Model Mode Training Information
NeuSomatic_v0.1.4_standalone_SEQC-WGS-Spike.pth Stand-alone SEQC-II (SEQC-WGS-Spike model) (trained on 20 WGS replicate pairs with in silico somatic mutations of 1%-100% AF, matched with both 95%N and 100%N, Illumina HiSeq and NovaSeq, BWA-MEM, ~40x-220x)
NeuSomatic_v0.1.4_ensemble_SEQC-WGS-Spike.pth Ensemble SEQC-II (SEQC-WGS-Spike model) (trained on 20 WGS replicate pairs with in silico somatic mutations of 1%-100% AF, matched with both 95%N and 100%N, Illumina HiSeq and NovaSeq, BWA-MEM, ~40x-220x, 5 callers used: MuTect2, Strelka2, MuSE, SomaticSniper, VarDict)
NeuSomatic_v0.1.4_standalone_SEQC-WGS-GT50-SpikeWGS10.pth Stand-alone SEQC-II (SEQC-WGS-GT50-SpikeWGS10 model) (trained on combination of two datasets: (1) 50% of the genome for 24 real tumor-normal SEQC-II replicates using the HighConf truth set annotation, with multiple purity settings of 100T-100N/10T-100N/10T-95N, 1%-100% AF and (2) 10% of data used in NeuSomatic_v0.1.4_standalone_SEQC-WGS-Spike.pth model. Illumina HiSeq and NovaSeq, BWA-MEM, ~40x-390x)
NeuSomatic_v0.1.4_ensemble_SEQC-WGS-GT50-SpikeWGS10.pth Ensemble SEQC-II (SEQC-WGS-GT50-SpikeWGS10 model) (trained on combination of two datasets: (1) 50% of the genome for 24 real tumor-normal SEQC-II replicates using the HighConf truth set annotation, with multiple purity settings of 100T-100N/10T-100N/10T-95N, 1%-100% AF and (2) 10% of data used in NeuSomatic_v0.1.4_ensemble_SEQC-WGS-Spike.pth model.

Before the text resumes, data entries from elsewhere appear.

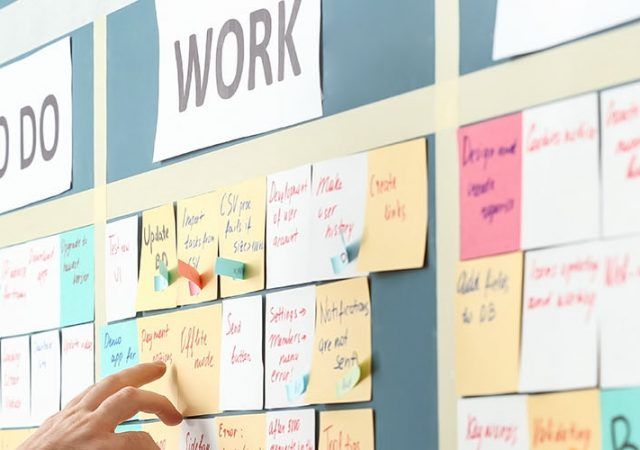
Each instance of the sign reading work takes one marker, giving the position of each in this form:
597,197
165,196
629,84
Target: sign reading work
36,126
230,69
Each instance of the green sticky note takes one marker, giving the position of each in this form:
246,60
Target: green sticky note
77,276
230,268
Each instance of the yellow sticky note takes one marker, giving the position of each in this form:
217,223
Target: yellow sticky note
167,438
241,210
565,421
158,340
342,344
395,232
246,432
198,247
487,324
198,359
157,248
349,429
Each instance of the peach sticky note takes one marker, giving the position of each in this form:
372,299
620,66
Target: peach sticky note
198,359
241,213
197,249
341,365
157,251
564,421
395,231
487,324
347,429
247,432
490,157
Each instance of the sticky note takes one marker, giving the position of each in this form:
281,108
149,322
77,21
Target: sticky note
490,165
291,429
488,302
498,423
45,375
198,248
156,288
289,335
246,432
77,276
16,381
559,318
289,227
198,359
565,420
338,198
241,229
560,172
77,362
620,418
242,372
342,341
620,119
347,429
395,232
121,268
118,347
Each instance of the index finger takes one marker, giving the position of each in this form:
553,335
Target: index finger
135,376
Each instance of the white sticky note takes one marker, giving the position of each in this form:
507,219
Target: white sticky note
560,173
221,61
16,385
121,268
45,375
339,196
241,369
77,363
559,318
289,333
526,26
289,227
291,429
36,123
496,423
620,121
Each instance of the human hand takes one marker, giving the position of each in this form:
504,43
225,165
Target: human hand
90,419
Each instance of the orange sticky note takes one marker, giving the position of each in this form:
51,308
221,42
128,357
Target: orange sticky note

Illumina HiSeq and NovaSeq, BWA-MEM, ~40x-390x, 5 callers used: MuTect2, Strelka2, MuSE, SomaticSniper, VarDict)

Older models

Model Mode Training Information
NeuSomatic_v0.1.3_standalone_Dream3.pth Stand-alone WGS Dream Challenge Stage 3 (trained on multiple purity settings: 100T-100N/50T-100N/70T-95N/50T-95N/25T-95N, Illumina, BWA-MEM, ~30x)
NeuSomatic_v0.1.3_ensemble_Dream3.pth Ensemble WGS Dream Challenge Stage 3 (trained on multiple purity settings: 100T-100N/50T-100N/70T-95N/50T-95N/25T-95N, Illumina, BWA-MEM, ~30x, 6 callers used: MuTect2, Strelka2, MuSE, SomaticSniper, VarDict, VarScan2)
NeuSomatic_v0.1.0_standalone_Dream3_70purity.pth Stand-alone WGS Dream Challenge Stage 3 (70% tumor and 95% normal purities, Illumina, BWA-MEM, ~30x)
NeuSomatic_v0.1.0_ensemble_Dream3_70purity.pth Ensemble WGS Dream Challenge Stage 3 (70% tumor and 95% normal purities, Illumina, BWA-MEM, ~30x, 6 callers used: MuTect2, Strelka2, MuSE, SomaticSniper, VarDict, VarScan2)
NeuSomatic_v0.1.0_standalone_WEX_100purity.pth Stand-alone WEX (100% tumor and normal purities, Illumina, BWA-MEM, ~125x)
NeuSomatic_v0.1.0_ensemble_WEX_100purity.pth Ensemble WEX (100% tumor and normal purities, Illumina, BWA-MEM, ~125x, 6 callers used: MuTect2, Strelka2, MuSE, SomaticSniper, VarDict, VarScan2)

HPC run

For distributed data processing on HPC platforms, the input regions can be splitted to smaller sub-regions as follows:

python split_bed.py \
	--region_bed region.bed \
	--output work \
	--num_splits 10

Then, each sub-region can be processed as follows (for instance on SGE cluster):

for i in {0..10}
do
	qsub -pe smp 24 \
	"python preprocess.py \
	--mode call [or --mode train]
	--reference GRCh38.fa --tumor_bam tumor.bam --normal_bam normal.bam \
	--region_bed work/splits/region_${i}.bed \
	--work work/work_${i} \
	--min_mapq 10 --number_threads 24 \
	--scan_alignments_binary ../bin/scan_alignments"
done

Then the candiate .tsv files to be used for train/call can be found at work_*/dataset/*/candidates*.tsv.

License

NeuSomatic is licensed under a Creative Commons Attribution-NonCommercial-ShareAlike 4.0 International License.